1970’li yıllardan beri Japon Manga kitaplarının hastasıyım. Yani Japon çizgi roman sanatının ürünlerinin.

2018 yılında Golden Kamuy adlı yeni bir manga yayınlanmaya başladı ve acaip ilgi gördü.

Bunun üzerine çizgi film haline de getirildi.

Bu manga, Japonya’daki “Anyu” kültüründen esinlenerek yaratılmış.

Anyu halkı, Milattan Önce 300 yıllarından Sibirya’dan zorla çıkarılarak, Sahalin adasına yerleşmek zorunda bırakılan insanlar.

Ana dillerinde “Anyu” ‘insan’ anlamına geliyor.

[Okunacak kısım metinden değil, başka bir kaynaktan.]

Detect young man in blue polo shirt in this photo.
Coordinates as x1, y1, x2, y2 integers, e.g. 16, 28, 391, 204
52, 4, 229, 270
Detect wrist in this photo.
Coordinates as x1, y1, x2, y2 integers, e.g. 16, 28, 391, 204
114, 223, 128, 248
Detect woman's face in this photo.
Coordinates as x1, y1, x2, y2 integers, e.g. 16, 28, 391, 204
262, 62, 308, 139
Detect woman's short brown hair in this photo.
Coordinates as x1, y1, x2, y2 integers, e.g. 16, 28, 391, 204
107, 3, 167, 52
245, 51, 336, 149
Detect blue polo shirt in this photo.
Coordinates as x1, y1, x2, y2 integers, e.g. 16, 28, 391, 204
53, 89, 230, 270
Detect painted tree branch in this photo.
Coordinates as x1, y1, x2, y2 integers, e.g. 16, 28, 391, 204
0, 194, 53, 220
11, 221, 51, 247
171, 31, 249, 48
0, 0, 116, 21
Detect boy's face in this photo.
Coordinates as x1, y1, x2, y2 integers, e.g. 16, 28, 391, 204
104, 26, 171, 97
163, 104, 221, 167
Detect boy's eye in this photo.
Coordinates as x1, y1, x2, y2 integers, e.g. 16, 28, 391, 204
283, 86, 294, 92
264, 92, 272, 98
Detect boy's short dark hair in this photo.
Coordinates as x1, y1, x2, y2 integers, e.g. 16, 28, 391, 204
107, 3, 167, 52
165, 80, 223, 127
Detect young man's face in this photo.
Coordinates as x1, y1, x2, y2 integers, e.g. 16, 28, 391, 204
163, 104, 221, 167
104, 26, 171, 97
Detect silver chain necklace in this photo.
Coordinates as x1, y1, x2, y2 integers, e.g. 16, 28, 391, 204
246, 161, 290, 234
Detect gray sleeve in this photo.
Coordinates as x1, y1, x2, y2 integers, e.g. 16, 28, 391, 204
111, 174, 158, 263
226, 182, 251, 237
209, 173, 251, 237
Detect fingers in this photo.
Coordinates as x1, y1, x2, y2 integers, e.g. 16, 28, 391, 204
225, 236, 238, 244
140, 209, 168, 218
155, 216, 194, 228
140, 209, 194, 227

SOMON AVLAMA HAKKINI KAYBEDEN HALK, SONRA DİLİNİ VE DİNİNİ KAYBETTİ

Daha sonra Sahalin’den de sürülerek Hokkaido adasında zorunlu iskana gönderilmişler. Onu, ağır bir Japon asimilasyonu izlemiş.

Bu asimilasyon sürecinde iki hakları ellerinden alınmış.

Anadillerini konuşmak…

Ve temel ekonomik faaliyetleri olan somon balığı avcılığını yasaklamak.

Tabii bu arada Animist inançları da Budizme döndürülmüş.

Dinler dünyanın her yerinde aynıdır. Eline kılıç alınca, ilk işi karşısındakinin inancını budamak olur.

SOMON AVLAMA HAKKI 120 YIL SONRA ANAYASAYA GİRİYOR

Ancak Birleşmiş Milletler, bütün dünyada yerel halkların kültürel varoluş haklarını güvence altına alan uluslararası bir sözleşmeyi çıkarınca Japonya da Anyu halkının elinden aldığı haklarını iade etmeye başlamış.  

Böylece Anyular da kendi dillerine ve hayat tarzlarına yeniden kavuştu.

İşte bu çerçeve içinde Japonya Devleti, 1899 yılında yasakladığı somon balığı avlama hakkını 2019 yılında yeniden verdi.

Böylece Anyu halkının somon avlama hakkı anayasal güvence altına alındı.

BU DURUMDA BEN DE İÇME HAKKIMA ANAYASAL GÜVENCE İSTEYEMEM Mİ?

Bir yanda başörtüsüne anayasal güvence…

Bir yanda bedenini teşhir hakkı…

Öte yanda somon balığı avlama hakkı…

Eee böyle bir dünyada benim içkimi rahatça içebilme hakkımı talep etmem çok mu tuhaf yani…

Hiç de değil…

AYIP DEĞİL Mİ HALA ASKERİ DARBE ANAYASASINA YAMA YAPMAYA UĞRAŞIYORUZ

Bir 21’inci yüzyıl ülkesi olarak hâlâ 12 Eylül askeri darbesi sonrası yapılan bir anayasa ile yönetiliyoruz.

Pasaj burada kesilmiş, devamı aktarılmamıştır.